Als ich mit Schreiben begann, fand ich meine Geschichten noobig und kam darauf, dass es an der Länge lag. Ich begann, die Geschichten in die Länge zu ziehen durch Beschreibungen, Gedanken und Rückblicke - es klang nun auch beim schnellen Lesen gut und man konnte sich treiben lassen und bekam trotzdem alles mit.

Vielleicht beginne ich langsam, es zu übertreiben und es wird so viel eingeschoben, dass die Spannung verfliegt, bevor es weitergeht? Es scheint da irgendwo eine Grenze zu geben. Manchmal begann es mir schon beim Schreiben zu viel zu werden, aber da ließ ich einfach etwas Handlung aus, bis es wieder spannend wurde, daher würde man es wohl nicht merken. Und doch mag ich es, so zu schreiben, den Leser in einem Augenblick festzuhalten, vor ihm sowohl die Landschaft als auch die Gedankenwelt des Protas auszubreiten.
Natürlich versuche ich mich auch am anderen, das kommt mir schnell und oberflächlich vor und ich kratze selbst nur an der Oberfläche beim Schreiben.

Kürzlich bekam ich eine Kritik, die lautete "Mehr Inhalt pro Zeile!" und meine, dass die im Endeffekt darauf abzielt. Ich finde Bücher, die sind sowohl so als auch so.

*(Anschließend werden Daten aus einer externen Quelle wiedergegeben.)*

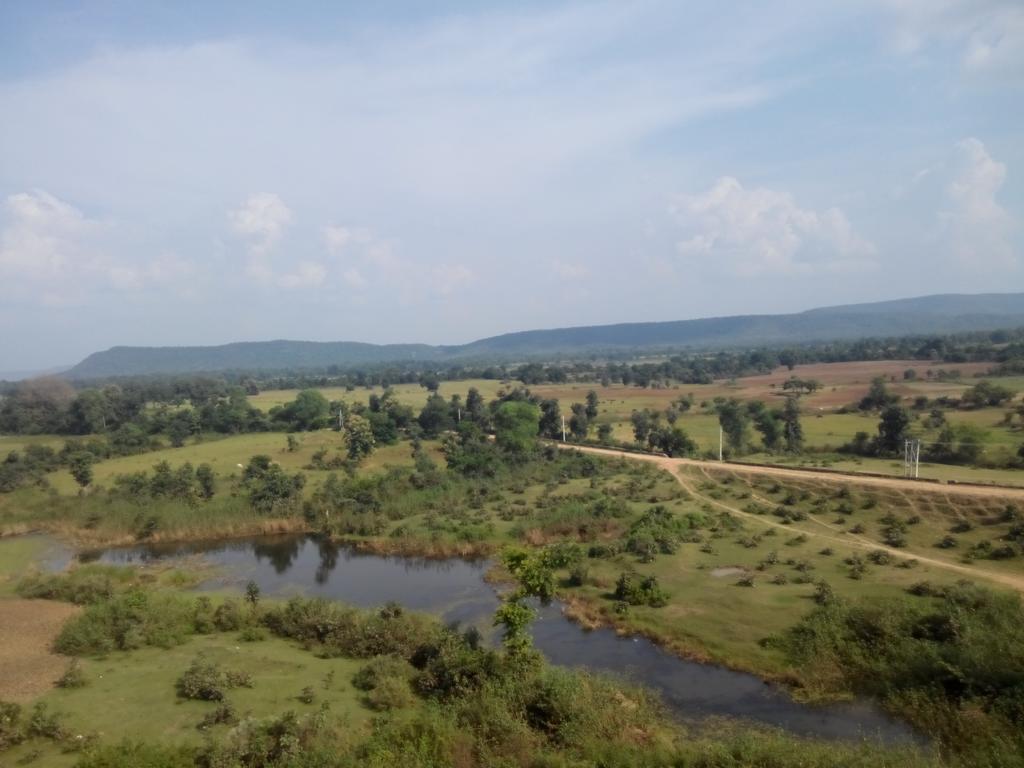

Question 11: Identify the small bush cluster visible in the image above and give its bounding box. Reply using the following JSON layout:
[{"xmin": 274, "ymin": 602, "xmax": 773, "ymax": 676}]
[{"xmin": 614, "ymin": 572, "xmax": 669, "ymax": 608}]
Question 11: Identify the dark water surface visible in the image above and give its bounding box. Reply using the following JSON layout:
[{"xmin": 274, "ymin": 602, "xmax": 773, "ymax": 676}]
[{"xmin": 81, "ymin": 536, "xmax": 921, "ymax": 743}]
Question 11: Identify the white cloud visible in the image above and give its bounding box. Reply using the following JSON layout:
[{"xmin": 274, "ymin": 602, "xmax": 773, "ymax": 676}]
[
  {"xmin": 672, "ymin": 176, "xmax": 876, "ymax": 276},
  {"xmin": 278, "ymin": 261, "xmax": 327, "ymax": 290},
  {"xmin": 939, "ymin": 138, "xmax": 1017, "ymax": 267},
  {"xmin": 323, "ymin": 224, "xmax": 355, "ymax": 256},
  {"xmin": 430, "ymin": 263, "xmax": 476, "ymax": 296},
  {"xmin": 0, "ymin": 189, "xmax": 102, "ymax": 281},
  {"xmin": 227, "ymin": 193, "xmax": 292, "ymax": 254},
  {"xmin": 881, "ymin": 0, "xmax": 1024, "ymax": 81},
  {"xmin": 108, "ymin": 259, "xmax": 197, "ymax": 291},
  {"xmin": 551, "ymin": 259, "xmax": 590, "ymax": 280},
  {"xmin": 341, "ymin": 269, "xmax": 367, "ymax": 291}
]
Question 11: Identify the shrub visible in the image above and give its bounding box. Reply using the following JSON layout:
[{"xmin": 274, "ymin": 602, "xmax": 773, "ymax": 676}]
[
  {"xmin": 25, "ymin": 701, "xmax": 68, "ymax": 740},
  {"xmin": 213, "ymin": 597, "xmax": 248, "ymax": 632},
  {"xmin": 197, "ymin": 698, "xmax": 239, "ymax": 730},
  {"xmin": 57, "ymin": 658, "xmax": 89, "ymax": 688},
  {"xmin": 177, "ymin": 656, "xmax": 227, "ymax": 701},
  {"xmin": 0, "ymin": 701, "xmax": 25, "ymax": 752},
  {"xmin": 867, "ymin": 549, "xmax": 892, "ymax": 565},
  {"xmin": 54, "ymin": 589, "xmax": 194, "ymax": 656}
]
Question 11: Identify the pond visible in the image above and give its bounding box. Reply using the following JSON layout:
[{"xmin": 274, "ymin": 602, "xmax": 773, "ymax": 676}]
[{"xmin": 80, "ymin": 536, "xmax": 922, "ymax": 743}]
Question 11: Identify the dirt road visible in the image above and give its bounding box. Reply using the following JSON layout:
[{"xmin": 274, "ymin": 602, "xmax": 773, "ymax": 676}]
[
  {"xmin": 563, "ymin": 445, "xmax": 1024, "ymax": 592},
  {"xmin": 564, "ymin": 445, "xmax": 1024, "ymax": 502}
]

Kann es sein, dass man z.B. phantastische Sachen (in der das Umfeld eine größere Rolle spielt), sowie Werke, die sich mit der gedanklichen Auseinandersetzung von Problemen etc, beschäftigen, etwas mehr ausbreiten darf und spannende Geschichten besser kurz halten sollte? Allerdings kann ich mir eine Problemauseinandersetzung auch vorstellen, in der dem Leser knapp z.B. Personen gezeigt werden, die in einer Situation falsch reagieren und knapp die Konsequenzen aufzeigen. Genauso kann man, denke ich, spannende Momente kurz vor der Auflösung durch ein paar Gedankengänge hinauszögern, sofern man es nicht übertreibt.


Was denkt ihr darüber? Inwiefern seid ihr auf ähnliche Probleme gestoßen? Oder fahrt ihr eure Schiene, ohne darauf zu achten, Hauptsache es wird gut? Braucht man eine gewisse Länge, um die Motivation glaubhaft darzulegen oder macht zu viel Länge die Geschichte hohl? Liegt in der größten Kürze das Genie? Was muss, was darf, was sollte nicht?

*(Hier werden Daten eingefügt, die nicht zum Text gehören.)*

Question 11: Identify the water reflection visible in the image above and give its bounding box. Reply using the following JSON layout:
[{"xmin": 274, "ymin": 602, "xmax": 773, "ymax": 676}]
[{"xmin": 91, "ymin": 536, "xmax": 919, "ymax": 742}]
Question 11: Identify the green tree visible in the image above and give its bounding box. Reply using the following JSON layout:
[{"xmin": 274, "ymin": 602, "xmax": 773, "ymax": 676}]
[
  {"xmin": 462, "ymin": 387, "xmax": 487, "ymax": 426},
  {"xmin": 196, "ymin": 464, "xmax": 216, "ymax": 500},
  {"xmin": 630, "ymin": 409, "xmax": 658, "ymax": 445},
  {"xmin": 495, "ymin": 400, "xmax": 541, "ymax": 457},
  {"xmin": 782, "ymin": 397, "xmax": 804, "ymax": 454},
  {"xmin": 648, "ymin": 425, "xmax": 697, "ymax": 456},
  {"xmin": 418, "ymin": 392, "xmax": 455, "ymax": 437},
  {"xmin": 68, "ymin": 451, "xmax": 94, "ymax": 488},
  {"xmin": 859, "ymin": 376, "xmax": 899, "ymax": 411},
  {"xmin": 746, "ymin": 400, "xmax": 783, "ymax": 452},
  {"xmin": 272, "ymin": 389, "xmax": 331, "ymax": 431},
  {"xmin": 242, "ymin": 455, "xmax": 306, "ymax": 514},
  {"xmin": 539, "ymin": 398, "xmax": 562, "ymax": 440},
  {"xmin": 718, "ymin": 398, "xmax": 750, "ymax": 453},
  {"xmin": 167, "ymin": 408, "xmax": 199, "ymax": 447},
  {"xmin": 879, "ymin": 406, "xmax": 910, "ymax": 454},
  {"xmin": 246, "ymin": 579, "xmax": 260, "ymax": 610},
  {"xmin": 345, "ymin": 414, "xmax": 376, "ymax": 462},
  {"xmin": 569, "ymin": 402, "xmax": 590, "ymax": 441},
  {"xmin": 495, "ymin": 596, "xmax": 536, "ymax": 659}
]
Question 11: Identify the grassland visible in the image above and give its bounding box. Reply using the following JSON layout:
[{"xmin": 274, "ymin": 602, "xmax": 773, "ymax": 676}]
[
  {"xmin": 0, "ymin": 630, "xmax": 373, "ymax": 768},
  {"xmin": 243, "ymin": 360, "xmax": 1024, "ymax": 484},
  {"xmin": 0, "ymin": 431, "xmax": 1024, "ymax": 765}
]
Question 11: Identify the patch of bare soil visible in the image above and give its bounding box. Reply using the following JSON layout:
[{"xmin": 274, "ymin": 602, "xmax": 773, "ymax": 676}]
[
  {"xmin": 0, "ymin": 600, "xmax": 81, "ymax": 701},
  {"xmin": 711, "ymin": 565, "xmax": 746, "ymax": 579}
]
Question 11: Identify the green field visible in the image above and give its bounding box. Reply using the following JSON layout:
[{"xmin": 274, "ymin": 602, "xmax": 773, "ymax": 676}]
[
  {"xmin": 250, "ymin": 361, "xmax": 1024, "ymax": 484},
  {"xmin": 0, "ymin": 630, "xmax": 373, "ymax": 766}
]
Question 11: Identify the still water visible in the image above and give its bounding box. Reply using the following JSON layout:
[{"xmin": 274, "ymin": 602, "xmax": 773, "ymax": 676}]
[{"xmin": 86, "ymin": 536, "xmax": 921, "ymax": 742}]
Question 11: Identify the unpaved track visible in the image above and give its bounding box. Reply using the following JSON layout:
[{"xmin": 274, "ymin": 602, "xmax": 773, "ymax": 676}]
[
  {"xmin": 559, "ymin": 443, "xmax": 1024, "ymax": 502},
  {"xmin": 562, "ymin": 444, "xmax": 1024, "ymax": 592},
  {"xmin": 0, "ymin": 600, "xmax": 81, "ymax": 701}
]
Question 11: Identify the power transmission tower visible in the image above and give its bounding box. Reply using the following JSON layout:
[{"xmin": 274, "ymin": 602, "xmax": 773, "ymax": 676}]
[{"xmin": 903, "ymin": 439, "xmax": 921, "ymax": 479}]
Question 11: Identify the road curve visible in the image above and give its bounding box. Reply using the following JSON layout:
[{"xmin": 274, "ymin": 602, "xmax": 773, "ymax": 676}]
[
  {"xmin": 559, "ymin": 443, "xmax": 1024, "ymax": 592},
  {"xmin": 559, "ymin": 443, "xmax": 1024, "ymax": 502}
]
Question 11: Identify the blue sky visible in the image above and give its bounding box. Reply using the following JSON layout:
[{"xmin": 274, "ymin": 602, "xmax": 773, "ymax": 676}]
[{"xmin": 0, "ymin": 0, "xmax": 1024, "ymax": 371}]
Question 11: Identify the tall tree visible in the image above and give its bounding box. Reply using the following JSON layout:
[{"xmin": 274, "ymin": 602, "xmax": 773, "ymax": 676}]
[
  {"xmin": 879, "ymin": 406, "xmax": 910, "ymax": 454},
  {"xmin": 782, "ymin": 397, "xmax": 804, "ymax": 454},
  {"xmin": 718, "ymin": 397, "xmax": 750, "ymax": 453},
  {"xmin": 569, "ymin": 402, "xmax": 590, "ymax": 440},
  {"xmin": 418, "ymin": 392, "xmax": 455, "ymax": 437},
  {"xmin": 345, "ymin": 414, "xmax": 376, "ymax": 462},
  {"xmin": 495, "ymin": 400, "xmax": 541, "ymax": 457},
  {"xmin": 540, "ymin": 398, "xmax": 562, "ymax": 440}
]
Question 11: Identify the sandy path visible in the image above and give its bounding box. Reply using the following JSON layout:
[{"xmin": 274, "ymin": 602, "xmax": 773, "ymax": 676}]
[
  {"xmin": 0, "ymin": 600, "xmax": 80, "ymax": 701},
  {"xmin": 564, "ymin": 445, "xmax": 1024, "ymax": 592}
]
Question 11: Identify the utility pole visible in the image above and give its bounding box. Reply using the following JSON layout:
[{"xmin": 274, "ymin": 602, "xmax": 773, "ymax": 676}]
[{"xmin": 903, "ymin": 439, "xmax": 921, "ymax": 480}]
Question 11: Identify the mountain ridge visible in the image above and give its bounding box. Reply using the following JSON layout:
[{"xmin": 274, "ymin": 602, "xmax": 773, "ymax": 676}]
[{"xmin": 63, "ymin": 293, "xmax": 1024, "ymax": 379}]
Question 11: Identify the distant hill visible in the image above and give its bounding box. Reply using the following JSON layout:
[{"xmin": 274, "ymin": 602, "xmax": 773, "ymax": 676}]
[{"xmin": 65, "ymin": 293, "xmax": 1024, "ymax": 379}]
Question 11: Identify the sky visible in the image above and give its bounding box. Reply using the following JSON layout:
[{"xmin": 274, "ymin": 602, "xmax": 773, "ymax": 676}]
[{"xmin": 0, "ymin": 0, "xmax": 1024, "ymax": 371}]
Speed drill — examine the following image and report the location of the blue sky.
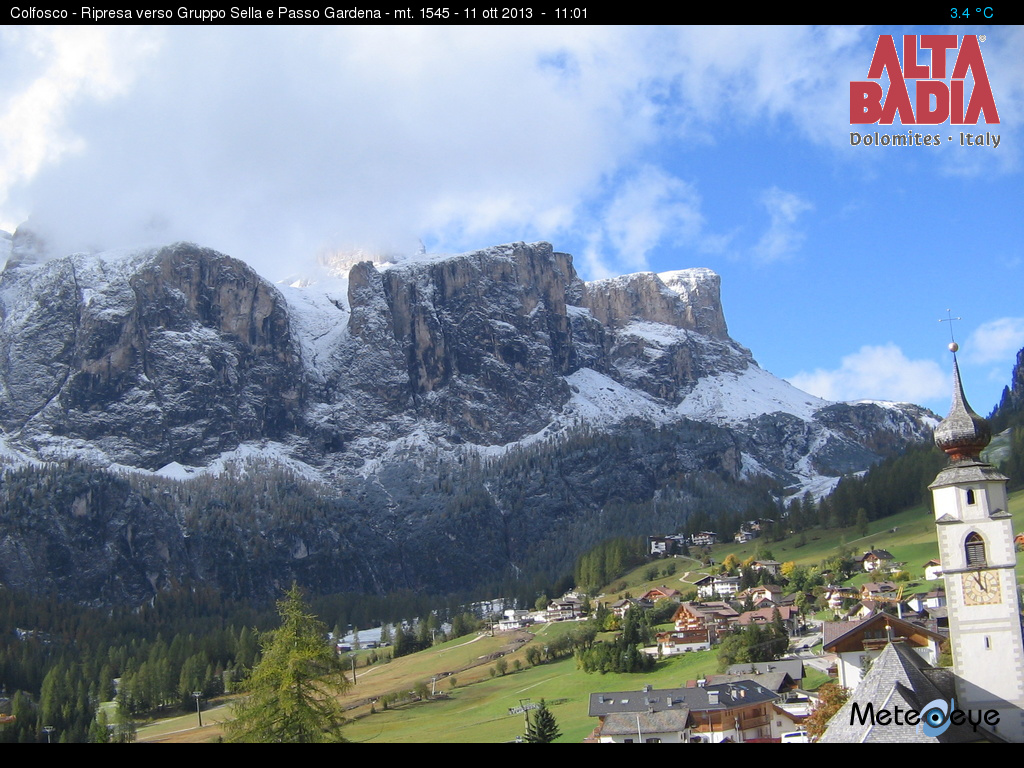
[0,26,1024,414]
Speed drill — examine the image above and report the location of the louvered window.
[964,534,987,568]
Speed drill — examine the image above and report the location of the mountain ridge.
[0,233,934,601]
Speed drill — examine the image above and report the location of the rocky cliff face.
[0,243,304,469]
[0,233,932,601]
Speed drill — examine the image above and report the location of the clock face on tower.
[961,570,1002,605]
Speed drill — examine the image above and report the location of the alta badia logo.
[850,35,999,125]
[850,698,999,736]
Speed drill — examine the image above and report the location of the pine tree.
[227,585,348,743]
[523,698,562,744]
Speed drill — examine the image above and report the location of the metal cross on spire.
[939,309,964,354]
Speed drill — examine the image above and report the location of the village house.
[736,584,784,608]
[640,585,681,603]
[824,586,860,612]
[736,605,800,637]
[751,560,782,575]
[690,530,718,547]
[498,608,534,632]
[860,582,900,602]
[732,528,758,544]
[647,536,686,557]
[590,679,795,743]
[695,575,739,600]
[545,595,583,622]
[821,613,945,690]
[853,549,896,572]
[655,602,739,655]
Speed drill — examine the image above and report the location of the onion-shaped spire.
[935,342,992,462]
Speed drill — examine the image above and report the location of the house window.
[964,532,987,568]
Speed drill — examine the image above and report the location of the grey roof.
[708,672,797,693]
[821,601,945,651]
[819,643,983,743]
[725,658,804,683]
[590,679,778,717]
[601,705,690,736]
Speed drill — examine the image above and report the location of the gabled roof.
[821,613,945,651]
[725,658,804,682]
[819,643,984,743]
[590,679,778,730]
[600,705,692,736]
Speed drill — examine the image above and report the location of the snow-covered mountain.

Ich freue mich auf anregende Gedanken.

 

Hallo!

Oder fahrt ihr eure Schiene, ohne darauf zu achten, Hauptsache es wird gut?

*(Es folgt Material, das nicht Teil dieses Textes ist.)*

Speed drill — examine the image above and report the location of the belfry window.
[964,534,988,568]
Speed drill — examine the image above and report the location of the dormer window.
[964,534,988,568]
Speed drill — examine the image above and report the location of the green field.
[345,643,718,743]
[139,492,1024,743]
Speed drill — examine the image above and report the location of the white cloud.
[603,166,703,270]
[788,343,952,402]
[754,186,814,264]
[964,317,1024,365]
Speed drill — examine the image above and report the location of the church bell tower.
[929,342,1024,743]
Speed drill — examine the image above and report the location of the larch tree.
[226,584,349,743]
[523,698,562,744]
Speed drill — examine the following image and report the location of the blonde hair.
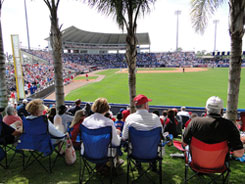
[92,98,110,114]
[26,99,44,116]
[70,110,86,128]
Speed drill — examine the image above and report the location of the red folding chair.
[185,137,230,183]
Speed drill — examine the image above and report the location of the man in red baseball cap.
[122,95,162,170]
[122,95,162,140]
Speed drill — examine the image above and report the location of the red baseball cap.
[134,95,152,105]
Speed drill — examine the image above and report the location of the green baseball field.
[65,68,245,109]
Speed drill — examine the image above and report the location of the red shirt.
[71,120,83,144]
[122,110,130,122]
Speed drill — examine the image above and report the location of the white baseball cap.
[206,96,224,110]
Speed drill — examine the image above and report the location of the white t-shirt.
[122,109,162,140]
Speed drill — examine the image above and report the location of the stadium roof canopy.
[58,26,150,45]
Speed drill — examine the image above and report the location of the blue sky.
[2,0,239,53]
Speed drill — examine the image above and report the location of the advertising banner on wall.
[11,35,25,99]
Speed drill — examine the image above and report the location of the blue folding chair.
[0,120,16,169]
[127,127,165,183]
[16,116,64,173]
[79,124,113,183]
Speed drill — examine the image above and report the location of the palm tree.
[0,0,8,110]
[43,0,64,108]
[191,0,245,122]
[88,0,156,112]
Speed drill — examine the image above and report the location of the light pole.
[213,20,219,52]
[24,0,31,50]
[175,10,181,52]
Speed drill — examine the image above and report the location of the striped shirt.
[122,109,162,140]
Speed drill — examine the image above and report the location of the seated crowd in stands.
[0,95,245,176]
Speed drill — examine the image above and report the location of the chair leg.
[4,146,8,169]
[110,158,114,184]
[48,155,52,173]
[184,164,188,184]
[127,158,130,184]
[159,160,162,184]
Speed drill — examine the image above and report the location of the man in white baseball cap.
[183,96,244,157]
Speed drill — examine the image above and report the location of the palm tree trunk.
[50,1,64,108]
[126,31,137,113]
[0,5,8,107]
[226,0,245,122]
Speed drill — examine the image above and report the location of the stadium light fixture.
[213,20,219,52]
[175,10,181,52]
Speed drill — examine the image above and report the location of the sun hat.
[134,95,152,105]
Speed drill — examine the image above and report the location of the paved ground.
[117,68,208,73]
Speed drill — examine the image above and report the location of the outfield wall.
[44,100,245,117]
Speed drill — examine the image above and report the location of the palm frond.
[191,0,226,33]
[85,0,156,30]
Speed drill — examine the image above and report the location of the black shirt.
[183,114,243,150]
[0,122,15,144]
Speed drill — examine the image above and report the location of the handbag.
[65,138,77,165]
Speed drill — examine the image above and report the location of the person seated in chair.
[81,98,122,172]
[183,96,244,157]
[122,95,162,171]
[69,110,86,149]
[26,99,65,144]
[54,105,74,133]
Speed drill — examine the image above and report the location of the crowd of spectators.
[6,63,75,98]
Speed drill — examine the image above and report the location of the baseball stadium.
[0,23,245,184]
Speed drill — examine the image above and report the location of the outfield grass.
[65,68,245,108]
[0,146,245,184]
[74,76,98,80]
[137,68,178,71]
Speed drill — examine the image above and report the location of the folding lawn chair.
[16,116,65,173]
[127,127,167,183]
[0,118,16,169]
[185,137,230,183]
[79,125,113,183]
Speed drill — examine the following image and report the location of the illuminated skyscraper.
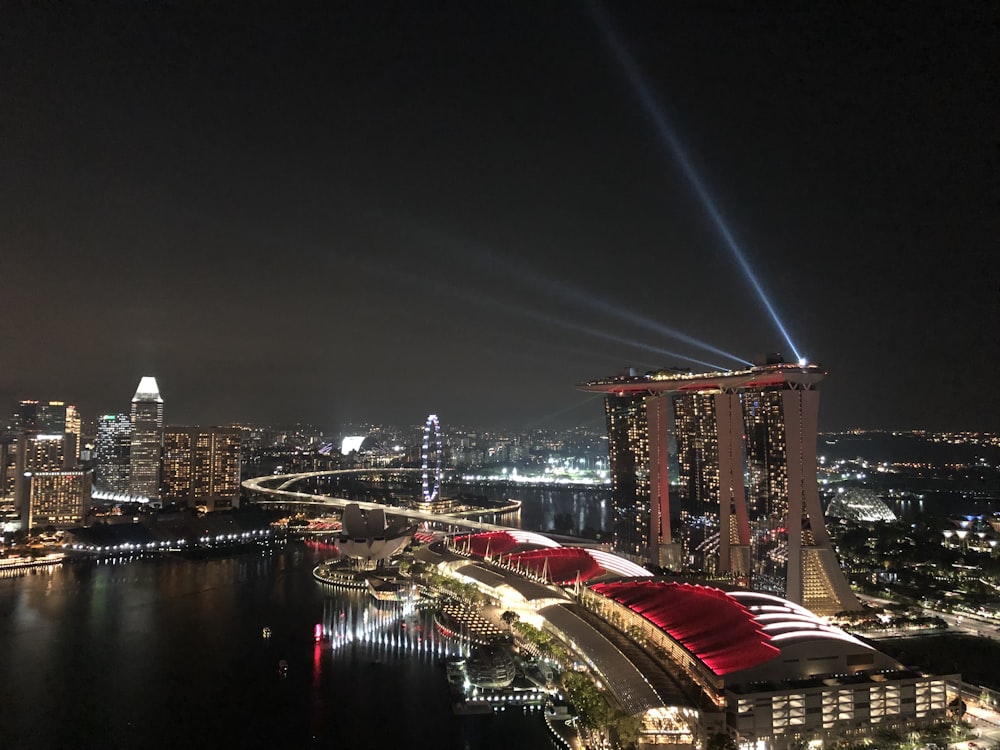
[605,394,679,566]
[162,427,242,511]
[580,359,860,614]
[14,432,80,529]
[95,414,132,494]
[129,375,163,500]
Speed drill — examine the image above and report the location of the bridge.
[242,469,520,531]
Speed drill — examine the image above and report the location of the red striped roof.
[591,580,781,676]
[504,547,604,583]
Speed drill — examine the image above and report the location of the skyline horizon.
[0,5,1000,438]
[8,362,998,434]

Äh ... hm? :) Klar wird es gut, hoffe ich. Also hoffe ich immer.

Jedenfalls!

Das kann man doch so gar nicht verallgemeinern. In Kurzgeschichten ists knapper immer besser, weil einfach nicht der Platz da ist, großartig Szenen auszubreiten. Wenn ein Roman ein Ozeandampfer ist, der ne Weile braucht, bis er in Fahrt kommt, viele Kojen hat, viele Leute, die drauf rumfahren, dann ist eine Kurzgeschichte ne kleine, schnittige Yacht mit nur einer Handvoll Leuten, mit starken Motoren und Ambitionen, ganz toll, schnittig und weiß zu sein.

Hängt ja nicht unbedingt vom Thema ab. Zum Beispiel handelt das Buch, das ich gerade lese, davon, dass man eine Reise tun muss um zu sich zu finden. Das gleiche Thema hätte man mit einem Bruchteil der Besetzung und der Szenen auch in einer Kurzgeschichte abhandeln können.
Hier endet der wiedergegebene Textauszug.